Novel machine-learning approaches to create a structurally accurate virtual model of the heart cell
Project Leader: Vijayaraghavan Rajagopal
Collaborators: Eric Hansenn (Bio21 Institute), Christian Soeller (University of Exeter)
Primary Contact: Vijay Rajagopal (email@example.com)
Keywords: bioinformatics; cardiovascular disease; cellular geometrics; machine learning; medical image analysis
Disciplines: Biomedical Engineering,Computing and Information Systems,Electrical & Electronic Engineering
Domains: Convergence of engineering and IT with the life sciences
Research Centre: Systems Biology Laboratory
Cardiac cells are called striated muscle cells due to their highly organised internal ultrastructure. New microscopy technologies such as serial-block-face imaging, super-resolution microscopy and electron tomography are generating new information regarding cardiac cell structure from micro to nanometer resolution. These structural arrangements are altered in lab conditions (when culturing them for pharmacological studies,) as well as disease conditions (such as heart failure). However, a systematic, in-depth quantification of differences within a cell has not been attempted before.

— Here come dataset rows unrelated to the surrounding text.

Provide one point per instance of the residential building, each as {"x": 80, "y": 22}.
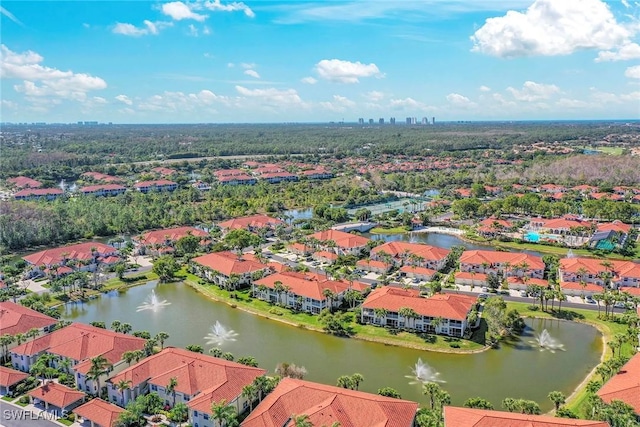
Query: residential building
{"x": 625, "y": 385}
{"x": 506, "y": 264}
{"x": 155, "y": 185}
{"x": 384, "y": 307}
{"x": 326, "y": 405}
{"x": 201, "y": 381}
{"x": 78, "y": 344}
{"x": 228, "y": 269}
{"x": 340, "y": 242}
{"x": 471, "y": 417}
{"x": 411, "y": 254}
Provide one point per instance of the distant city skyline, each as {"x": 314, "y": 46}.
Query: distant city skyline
{"x": 214, "y": 61}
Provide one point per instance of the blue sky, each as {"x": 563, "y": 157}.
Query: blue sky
{"x": 217, "y": 61}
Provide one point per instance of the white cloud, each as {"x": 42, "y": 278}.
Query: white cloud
{"x": 339, "y": 104}
{"x": 152, "y": 28}
{"x": 633, "y": 72}
{"x": 345, "y": 71}
{"x": 41, "y": 81}
{"x": 626, "y": 52}
{"x": 460, "y": 101}
{"x": 178, "y": 11}
{"x": 216, "y": 5}
{"x": 252, "y": 73}
{"x": 551, "y": 27}
{"x": 532, "y": 91}
{"x": 125, "y": 99}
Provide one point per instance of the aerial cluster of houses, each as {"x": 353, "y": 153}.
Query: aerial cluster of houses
{"x": 199, "y": 381}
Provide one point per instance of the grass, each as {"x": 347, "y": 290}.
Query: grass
{"x": 244, "y": 301}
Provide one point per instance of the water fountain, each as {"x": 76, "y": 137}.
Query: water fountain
{"x": 152, "y": 303}
{"x": 546, "y": 342}
{"x": 219, "y": 335}
{"x": 423, "y": 373}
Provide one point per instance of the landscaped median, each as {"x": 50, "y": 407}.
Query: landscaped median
{"x": 243, "y": 301}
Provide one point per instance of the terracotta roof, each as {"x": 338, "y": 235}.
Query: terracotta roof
{"x": 170, "y": 234}
{"x": 477, "y": 257}
{"x": 396, "y": 249}
{"x": 326, "y": 404}
{"x": 102, "y": 413}
{"x": 82, "y": 342}
{"x": 18, "y": 319}
{"x": 253, "y": 221}
{"x": 307, "y": 285}
{"x": 341, "y": 239}
{"x": 447, "y": 306}
{"x": 213, "y": 377}
{"x": 228, "y": 263}
{"x": 57, "y": 394}
{"x": 471, "y": 417}
{"x": 79, "y": 252}
{"x": 9, "y": 377}
{"x": 625, "y": 385}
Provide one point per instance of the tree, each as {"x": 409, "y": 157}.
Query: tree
{"x": 558, "y": 398}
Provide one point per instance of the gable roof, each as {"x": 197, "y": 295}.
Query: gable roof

This is largely due to: the fact that biologically motivated structural studies typically focus on one or a few components of the cell and therefore do not perform a cell-wide structural analysis; and simultaneous visualisation of all components of one heart cell is technically difficult because of limitations in microscopy methods.
The aims of this project are: To develop novel machine-learning algorithms to segment cardiac cell structural components from 3D microscopy data; and to generate 3D visualisations of cardiac cell organisation in healthy and disease conditions using statistical measurements of cell organisation derived from the segmentation process.
(1) Develop a seamless, automated method to segment and measure the spatial distribution of ion-channels in immuno-labelled confocal and super-resolution images of heart cells. Use statistical and machine-learning approaches to quantify and visualise these distributions in a virtual model of the cell. Initial targets – RyRs, SERCA, NCX, IP3Rs, LCC.
(2) Develop machine-learning approaches to semi-automatically segment serial-block-face imaging data of cardiac cell mitochondria and myofibribls.
(3) Develop algorithms to segment and analyse two key tubular networks -t-tubules and sarcoplasmic reticulum-to generate graphical network models of these critical components of the heart cell.
(4) Generate a 3D visualisation model of the heart cell that fuses information from the different microscopy datasets using steps 1 to 3.
(5)cAs a stretch-goal, apply these techniques to structural data on cells from diabetic or hypertrophic (cells enlarged) animal models (rat/mice).
The computer model of the heart cell will be the first structurally accurate 3D visualisation of its critical components. The virtual reality model will be used by the computational modeling community for simulating and visualising cardiac cell function in health and disease. Methods for machine-learning and measuring cellular structural organisation will be of use to the wider cell-biology community. The ability to seamlessly analyse microscopy data to build virtual models will help many scientists rapidly build 3D models of other cell types.